6.2

172 90 31
                                    


***Catatan Pengarang***

Selamat datang pada salsabilasajid dan nannan_chan ! Terima kasih untuk vote kalian! Sumbangsih Anda telah menambah kekuatan saya di mata algoritma Wattpad. Tanpa banyak kata, lanjut ke cerita ....

***Catatan Pengarang***

Fakri

AKU MELEWATI AMBANG PINTU, aroma obat menguar menyambutku. Ruangan UKS penuh dengan peralatan dasar paramedis: timbangan dan pengukur tinggi, tensimeter serta stetoskop, kompres juga tandu lipat. Di bagian terjauh ruangan, tampak tiga petak tirai yang mengelilingi ranjang pasien.

Aku mengundi pilihan dengan mantera "tang-ting-tung", lalu menerobos tirai paling kiri. Sekali percobaan dan langsung dapat jackpot.

Ralat.

Yang benar, jakepot.

Seorang pasien tidur di atas ranjang, terbalut selimut dan menungging. Meski satu-satunya bagian tubuh yang tampak cuma kaki, aku tahu kalau itu si Jake. Oh ... betapa naasnya nasib orang tua ini. Seandainya aku adalah Peeves* si hantu jahil, sudah kutusuk itu pantat dengan jangka.

*Harry Poter, karya J.K. Rowling.

Sayangnya ... aku bukan. Sayangnya ... aku Al-Fakri si Caruk. Sayangnya ... aku lebih jahat.

"Pak, Pak? Mendingan, Pak?"

Pertanyaan tersebut dijawab oleh sebuah dengung tak manusiawi. "Nnnggggggggggggg!"

Macamnya dia marah karena aku mengganggu meditasi ala erotisnya. "Saya kenalan Alfan Esmand, Pak."

Pak Jake mendadak bangkit. Seorang pria antara 25 – 30 tahun tuanya, dengan rambut sebahu diikat ke belakang, kurus, tinggi luar biasa, namun pucat macam mayat. Kasih dia satu Indomie lagi, dan dia akan masuk kondisi koma. "Ya, aku kenal dia, tapi gak sama kau. Orang gila baru?"

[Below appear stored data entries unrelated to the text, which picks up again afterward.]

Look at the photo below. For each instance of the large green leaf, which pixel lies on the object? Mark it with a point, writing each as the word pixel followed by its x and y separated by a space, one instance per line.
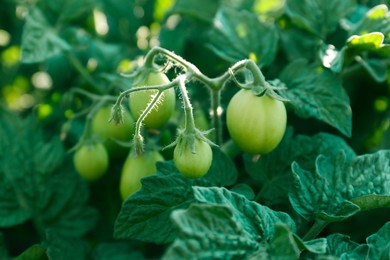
pixel 342 247
pixel 328 193
pixel 317 92
pixel 238 35
pixel 273 171
pixel 379 243
pixel 320 17
pixel 257 220
pixel 209 232
pixel 146 214
pixel 40 40
pixel 37 184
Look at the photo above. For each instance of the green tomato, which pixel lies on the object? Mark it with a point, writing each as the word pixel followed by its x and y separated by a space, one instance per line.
pixel 195 163
pixel 256 123
pixel 139 100
pixel 109 131
pixel 91 161
pixel 134 169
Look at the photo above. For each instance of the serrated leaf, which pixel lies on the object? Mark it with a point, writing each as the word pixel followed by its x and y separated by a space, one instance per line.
pixel 37 183
pixel 320 17
pixel 63 247
pixel 40 41
pixel 146 215
pixel 327 193
pixel 298 43
pixel 379 243
pixel 342 247
pixel 273 170
pixel 36 252
pixel 368 42
pixel 257 220
pixel 209 232
pixel 244 190
pixel 238 35
pixel 316 92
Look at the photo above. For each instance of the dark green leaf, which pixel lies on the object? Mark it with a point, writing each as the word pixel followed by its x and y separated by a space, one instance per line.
pixel 273 170
pixel 379 243
pixel 239 35
pixel 65 247
pixel 257 220
pixel 327 193
pixel 196 9
pixel 342 247
pixel 37 183
pixel 320 17
pixel 316 92
pixel 244 190
pixel 298 44
pixel 146 214
pixel 67 11
pixel 40 41
pixel 209 232
pixel 376 19
pixel 36 252
pixel 116 251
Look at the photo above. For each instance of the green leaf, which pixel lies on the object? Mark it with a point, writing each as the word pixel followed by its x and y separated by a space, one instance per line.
pixel 40 40
pixel 327 193
pixel 379 243
pixel 376 19
pixel 3 248
pixel 116 251
pixel 273 170
pixel 36 252
pixel 65 247
pixel 209 232
pixel 66 11
pixel 36 183
pixel 316 92
pixel 196 9
pixel 257 220
pixel 320 17
pixel 238 35
pixel 342 247
pixel 298 43
pixel 146 215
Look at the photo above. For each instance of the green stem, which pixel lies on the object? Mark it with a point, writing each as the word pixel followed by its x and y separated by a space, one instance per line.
pixel 316 229
pixel 189 126
pixel 217 115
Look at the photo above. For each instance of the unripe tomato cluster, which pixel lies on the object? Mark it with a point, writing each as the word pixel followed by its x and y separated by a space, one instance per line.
pixel 255 123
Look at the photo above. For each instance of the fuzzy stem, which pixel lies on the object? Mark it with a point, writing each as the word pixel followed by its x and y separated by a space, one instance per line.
pixel 189 125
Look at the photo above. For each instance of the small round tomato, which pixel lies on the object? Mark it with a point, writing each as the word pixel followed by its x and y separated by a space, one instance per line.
pixel 193 163
pixel 110 132
pixel 91 161
pixel 134 169
pixel 256 123
pixel 139 100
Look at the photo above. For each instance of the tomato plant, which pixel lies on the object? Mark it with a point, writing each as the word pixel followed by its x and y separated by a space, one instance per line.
pixel 165 105
pixel 110 133
pixel 256 124
pixel 193 160
pixel 91 161
pixel 279 147
pixel 134 169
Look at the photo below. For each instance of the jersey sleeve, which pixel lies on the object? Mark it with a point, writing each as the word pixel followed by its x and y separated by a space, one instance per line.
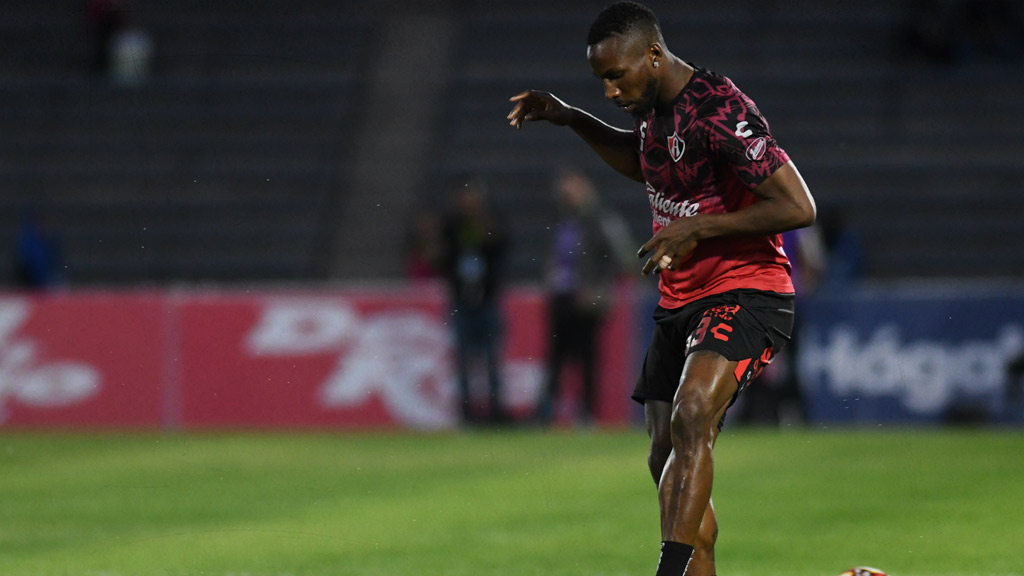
pixel 739 138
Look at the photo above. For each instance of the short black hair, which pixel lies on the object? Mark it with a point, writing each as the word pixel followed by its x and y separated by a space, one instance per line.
pixel 623 18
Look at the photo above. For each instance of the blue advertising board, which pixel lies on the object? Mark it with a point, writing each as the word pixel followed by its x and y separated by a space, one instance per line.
pixel 911 355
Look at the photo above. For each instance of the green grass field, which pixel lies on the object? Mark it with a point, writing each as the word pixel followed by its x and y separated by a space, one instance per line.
pixel 913 502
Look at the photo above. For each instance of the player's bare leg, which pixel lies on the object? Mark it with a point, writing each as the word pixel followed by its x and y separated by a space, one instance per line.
pixel 706 388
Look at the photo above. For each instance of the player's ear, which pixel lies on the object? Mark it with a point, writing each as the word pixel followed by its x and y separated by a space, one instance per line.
pixel 655 54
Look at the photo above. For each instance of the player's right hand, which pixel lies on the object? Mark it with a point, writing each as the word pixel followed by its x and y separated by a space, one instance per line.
pixel 535 105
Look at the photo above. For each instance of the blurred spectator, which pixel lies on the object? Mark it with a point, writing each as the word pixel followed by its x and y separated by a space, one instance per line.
pixel 121 49
pixel 964 32
pixel 38 258
pixel 474 246
pixel 130 52
pixel 586 257
pixel 423 247
pixel 843 258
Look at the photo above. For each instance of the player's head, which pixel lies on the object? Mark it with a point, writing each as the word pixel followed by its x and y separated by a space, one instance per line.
pixel 625 47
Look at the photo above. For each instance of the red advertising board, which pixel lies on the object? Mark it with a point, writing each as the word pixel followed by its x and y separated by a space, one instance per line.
pixel 82 360
pixel 344 358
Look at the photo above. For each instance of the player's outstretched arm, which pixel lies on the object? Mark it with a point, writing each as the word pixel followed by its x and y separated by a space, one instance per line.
pixel 615 147
pixel 784 204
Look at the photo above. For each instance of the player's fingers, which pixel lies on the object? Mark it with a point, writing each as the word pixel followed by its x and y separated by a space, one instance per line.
pixel 648 246
pixel 519 96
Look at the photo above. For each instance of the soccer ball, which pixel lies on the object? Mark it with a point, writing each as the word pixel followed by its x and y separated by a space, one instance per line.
pixel 863 571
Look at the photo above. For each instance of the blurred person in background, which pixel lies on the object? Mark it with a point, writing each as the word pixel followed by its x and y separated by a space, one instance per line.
pixel 584 262
pixel 472 259
pixel 721 193
pixel 423 246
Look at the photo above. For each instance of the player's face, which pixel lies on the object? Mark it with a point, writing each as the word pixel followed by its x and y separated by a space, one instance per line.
pixel 623 67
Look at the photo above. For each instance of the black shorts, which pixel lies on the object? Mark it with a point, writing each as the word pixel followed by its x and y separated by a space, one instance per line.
pixel 748 326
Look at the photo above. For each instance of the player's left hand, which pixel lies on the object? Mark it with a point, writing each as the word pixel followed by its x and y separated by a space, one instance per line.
pixel 671 245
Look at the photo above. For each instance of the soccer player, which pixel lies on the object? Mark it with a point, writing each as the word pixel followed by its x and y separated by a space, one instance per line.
pixel 721 193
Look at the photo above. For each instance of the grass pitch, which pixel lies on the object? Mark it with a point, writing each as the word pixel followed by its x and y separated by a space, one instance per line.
pixel 814 502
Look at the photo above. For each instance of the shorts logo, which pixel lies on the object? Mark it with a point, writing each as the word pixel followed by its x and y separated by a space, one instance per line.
pixel 676 147
pixel 757 149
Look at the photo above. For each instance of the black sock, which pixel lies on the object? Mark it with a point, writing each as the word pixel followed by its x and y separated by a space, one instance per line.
pixel 675 559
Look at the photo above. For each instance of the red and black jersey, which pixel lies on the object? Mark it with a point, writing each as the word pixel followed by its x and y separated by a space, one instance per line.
pixel 705 156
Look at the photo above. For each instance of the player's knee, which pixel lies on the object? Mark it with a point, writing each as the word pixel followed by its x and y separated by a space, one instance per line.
pixel 660 448
pixel 707 536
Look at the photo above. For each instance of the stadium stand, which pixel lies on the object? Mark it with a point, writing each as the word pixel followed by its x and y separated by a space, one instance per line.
pixel 232 162
pixel 224 165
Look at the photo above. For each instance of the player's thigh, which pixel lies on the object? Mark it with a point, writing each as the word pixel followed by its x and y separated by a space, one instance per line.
pixel 707 386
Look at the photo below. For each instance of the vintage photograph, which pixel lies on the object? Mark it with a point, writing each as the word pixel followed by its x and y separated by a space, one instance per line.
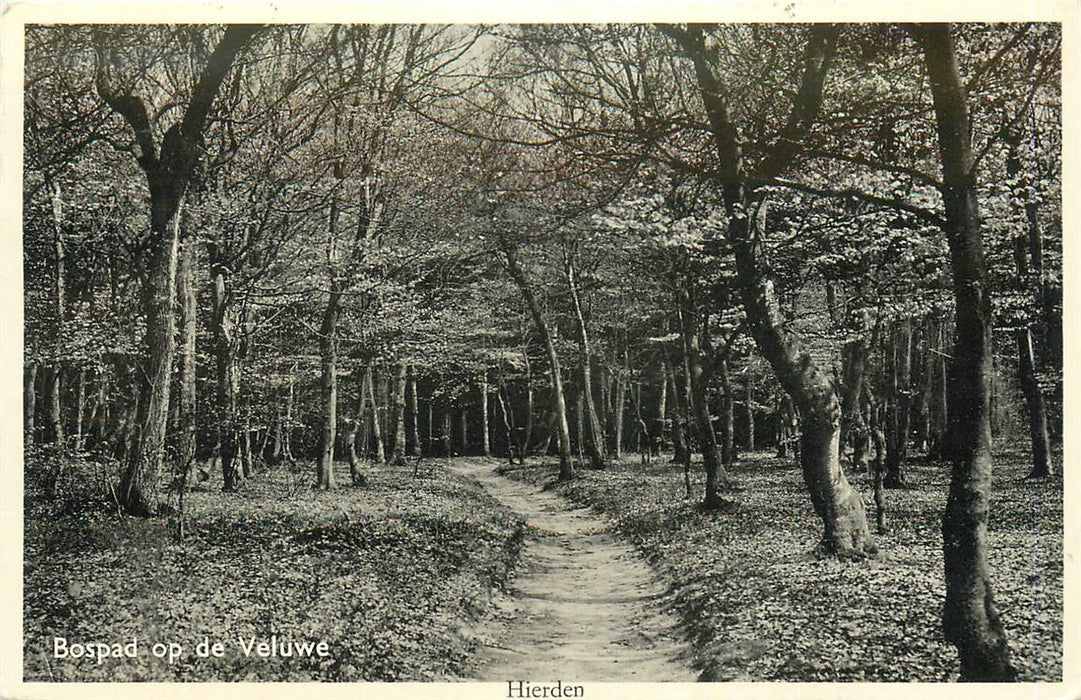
pixel 543 353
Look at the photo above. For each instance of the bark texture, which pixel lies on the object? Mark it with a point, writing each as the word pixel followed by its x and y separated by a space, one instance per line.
pixel 970 618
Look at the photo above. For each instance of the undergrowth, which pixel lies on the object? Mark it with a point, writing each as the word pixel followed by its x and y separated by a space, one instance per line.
pixel 390 576
pixel 759 605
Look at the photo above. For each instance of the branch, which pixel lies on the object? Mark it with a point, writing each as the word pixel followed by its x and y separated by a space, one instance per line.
pixel 217 66
pixel 899 205
pixel 132 109
pixel 821 48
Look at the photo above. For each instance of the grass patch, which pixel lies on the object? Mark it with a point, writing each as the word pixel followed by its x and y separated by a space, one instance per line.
pixel 759 606
pixel 390 576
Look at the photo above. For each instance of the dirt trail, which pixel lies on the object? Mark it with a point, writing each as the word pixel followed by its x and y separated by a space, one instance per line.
pixel 583 606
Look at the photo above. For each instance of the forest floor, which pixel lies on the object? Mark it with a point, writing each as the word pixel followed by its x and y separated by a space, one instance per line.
pixel 391 576
pixel 583 605
pixel 759 605
pixel 415 579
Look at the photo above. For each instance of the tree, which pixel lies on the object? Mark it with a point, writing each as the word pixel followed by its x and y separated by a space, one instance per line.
pixel 169 169
pixel 837 503
pixel 970 619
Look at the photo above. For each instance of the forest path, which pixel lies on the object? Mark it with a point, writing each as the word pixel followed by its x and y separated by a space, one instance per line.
pixel 583 606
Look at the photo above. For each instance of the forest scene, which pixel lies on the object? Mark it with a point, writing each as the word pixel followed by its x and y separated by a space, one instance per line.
pixel 550 352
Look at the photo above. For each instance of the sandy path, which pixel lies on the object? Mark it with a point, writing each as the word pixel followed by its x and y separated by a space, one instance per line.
pixel 583 606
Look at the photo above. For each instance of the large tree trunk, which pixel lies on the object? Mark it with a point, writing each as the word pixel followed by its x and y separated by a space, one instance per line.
pixel 541 323
pixel 328 355
pixel 681 451
pixel 970 618
pixel 168 174
pixel 836 502
pixel 717 478
pixel 728 418
pixel 750 409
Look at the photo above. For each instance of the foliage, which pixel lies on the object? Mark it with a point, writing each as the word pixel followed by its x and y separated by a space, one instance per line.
pixel 388 576
pixel 759 605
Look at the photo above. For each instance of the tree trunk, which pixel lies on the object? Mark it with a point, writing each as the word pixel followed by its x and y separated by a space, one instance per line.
pixel 853 363
pixel 226 399
pixel 595 434
pixel 698 381
pixel 465 430
pixel 168 174
pixel 662 432
pixel 621 403
pixel 55 420
pixel 1028 240
pixel 397 457
pixel 878 466
pixel 680 447
pixel 80 409
pixel 446 431
pixel 139 483
pixel 970 618
pixel 528 435
pixel 485 439
pixel 836 502
pixel 921 411
pixel 328 355
pixel 413 426
pixel 376 422
pixel 290 402
pixel 563 431
pixel 728 418
pixel 29 401
pixel 750 409
pixel 938 407
pixel 186 405
pixel 896 447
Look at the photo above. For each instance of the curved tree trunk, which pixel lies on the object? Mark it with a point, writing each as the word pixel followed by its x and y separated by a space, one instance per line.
pixel 186 382
pixel 697 379
pixel 836 502
pixel 168 174
pixel 376 421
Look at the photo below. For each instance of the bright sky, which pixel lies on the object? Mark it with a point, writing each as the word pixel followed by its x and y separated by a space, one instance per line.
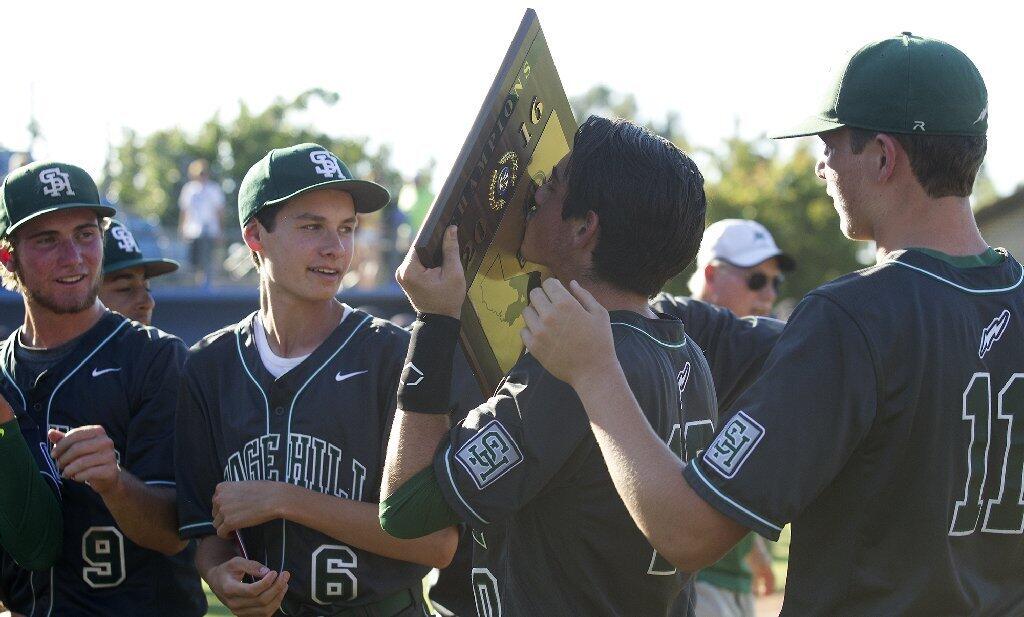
pixel 413 75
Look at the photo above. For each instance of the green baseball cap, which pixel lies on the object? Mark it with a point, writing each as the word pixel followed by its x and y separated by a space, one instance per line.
pixel 287 172
pixel 906 84
pixel 46 186
pixel 121 252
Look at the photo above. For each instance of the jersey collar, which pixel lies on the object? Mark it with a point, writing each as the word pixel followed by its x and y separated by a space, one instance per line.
pixel 998 278
pixel 666 329
pixel 294 379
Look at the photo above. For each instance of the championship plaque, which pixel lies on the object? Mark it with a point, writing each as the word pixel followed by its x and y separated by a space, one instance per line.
pixel 523 128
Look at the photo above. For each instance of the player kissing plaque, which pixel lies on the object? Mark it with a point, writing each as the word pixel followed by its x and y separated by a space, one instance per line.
pixel 523 128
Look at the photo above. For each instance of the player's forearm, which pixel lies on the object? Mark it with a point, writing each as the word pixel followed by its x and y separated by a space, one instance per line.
pixel 145 514
pixel 211 552
pixel 31 521
pixel 356 524
pixel 411 447
pixel 648 477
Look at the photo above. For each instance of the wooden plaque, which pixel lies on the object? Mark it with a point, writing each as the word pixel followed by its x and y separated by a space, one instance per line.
pixel 523 128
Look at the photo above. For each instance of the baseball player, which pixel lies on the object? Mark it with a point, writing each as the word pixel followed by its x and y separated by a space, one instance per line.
pixel 884 426
pixel 551 537
pixel 94 395
pixel 739 268
pixel 30 515
pixel 285 415
pixel 127 273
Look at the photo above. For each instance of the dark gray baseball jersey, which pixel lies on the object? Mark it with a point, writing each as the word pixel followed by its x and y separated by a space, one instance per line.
pixel 887 428
pixel 551 534
pixel 735 347
pixel 123 377
pixel 323 426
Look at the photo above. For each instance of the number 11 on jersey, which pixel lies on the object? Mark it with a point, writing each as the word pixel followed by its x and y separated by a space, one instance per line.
pixel 1004 511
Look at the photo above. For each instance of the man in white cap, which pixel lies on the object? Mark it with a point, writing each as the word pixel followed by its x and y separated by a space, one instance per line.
pixel 739 267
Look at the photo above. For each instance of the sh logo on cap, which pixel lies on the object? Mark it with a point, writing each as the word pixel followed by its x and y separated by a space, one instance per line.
pixel 327 166
pixel 126 241
pixel 55 182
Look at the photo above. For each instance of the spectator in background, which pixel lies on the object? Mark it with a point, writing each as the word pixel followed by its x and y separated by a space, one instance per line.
pixel 739 267
pixel 202 206
pixel 127 273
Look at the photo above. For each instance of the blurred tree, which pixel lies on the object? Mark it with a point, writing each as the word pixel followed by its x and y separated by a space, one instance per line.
pixel 752 179
pixel 984 191
pixel 145 174
pixel 755 181
pixel 602 100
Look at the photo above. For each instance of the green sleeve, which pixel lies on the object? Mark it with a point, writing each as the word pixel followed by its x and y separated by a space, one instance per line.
pixel 417 509
pixel 31 521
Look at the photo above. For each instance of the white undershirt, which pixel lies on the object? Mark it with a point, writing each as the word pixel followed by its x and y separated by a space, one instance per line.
pixel 275 364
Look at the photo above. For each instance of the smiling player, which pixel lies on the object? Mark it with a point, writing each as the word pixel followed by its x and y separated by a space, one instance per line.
pixel 284 416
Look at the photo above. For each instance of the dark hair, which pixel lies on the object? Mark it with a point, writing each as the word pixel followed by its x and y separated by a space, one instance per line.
pixel 943 165
pixel 267 217
pixel 648 196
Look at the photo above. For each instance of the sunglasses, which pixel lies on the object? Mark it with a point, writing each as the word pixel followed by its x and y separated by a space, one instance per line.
pixel 758 280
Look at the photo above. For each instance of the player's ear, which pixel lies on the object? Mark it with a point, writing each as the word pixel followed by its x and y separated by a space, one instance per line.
pixel 586 228
pixel 889 149
pixel 252 234
pixel 7 258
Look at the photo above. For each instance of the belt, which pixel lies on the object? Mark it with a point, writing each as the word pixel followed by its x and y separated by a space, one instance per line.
pixel 389 606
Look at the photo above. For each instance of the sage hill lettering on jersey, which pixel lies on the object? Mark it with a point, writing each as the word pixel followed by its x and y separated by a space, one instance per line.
pixel 311 463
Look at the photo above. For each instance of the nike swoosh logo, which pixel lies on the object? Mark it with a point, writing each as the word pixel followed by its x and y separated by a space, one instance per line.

Padahal aku sudah susah-susah mengumpulkan empati, tapi ini pak tua macam yang tak ingin diberi belas kasih saja. "Saya ... saya Al-Fakri, anak X IPA 1. Saya anak baru." Kutaruh proposal kesetku di samping bantalnya. "Kami harap bapak mau jadi pembimbing Fortema—"

"Kau sinting?"

"Waras, Pak."

"Kau tau gimana nasib pembimbing terakhir ini ekskul nista?"

"Enggak, Pak." Dan rasa-rasanya, aku juga tidak ingin tahu.

"Ada laporan dia muncul di Perbukitan pada suatu malam, telanjang. Besoknya, dia udah ilang rimbanya. Musnah tak bersisa." Sudah kubilang, aku tak ingin tahu! Bulu kudukku jadi merinding ini! Ngeri, eh! "Kau pengen aku alamin nasib yang sama? Lebih buruk, kali?"

Okeh ... sekarang aku mengerti kenapa tak ada yang mau jadi pembimbing kami. "Tapi ... tapi waktu itu ketuanya bukan Alfan Esmand, Pak. Alfan itu ... dia itu sosok yang brilian!" Ya Tuhan! "Cerdas, berwibawa, dan ah ... ya! Waras!" Ampuni aku ya Tuhan! Ampun!

Tampak Pak Jake yang sama sekali tak terkesan. "Pergi, Nak. Jangan lagi berurusan sama orang gila itu. Lakukan sesuatu yang lebih menyenangkan di masa mudamu ini! Cari wanita, godai dia, hamili dia, atau apalah!"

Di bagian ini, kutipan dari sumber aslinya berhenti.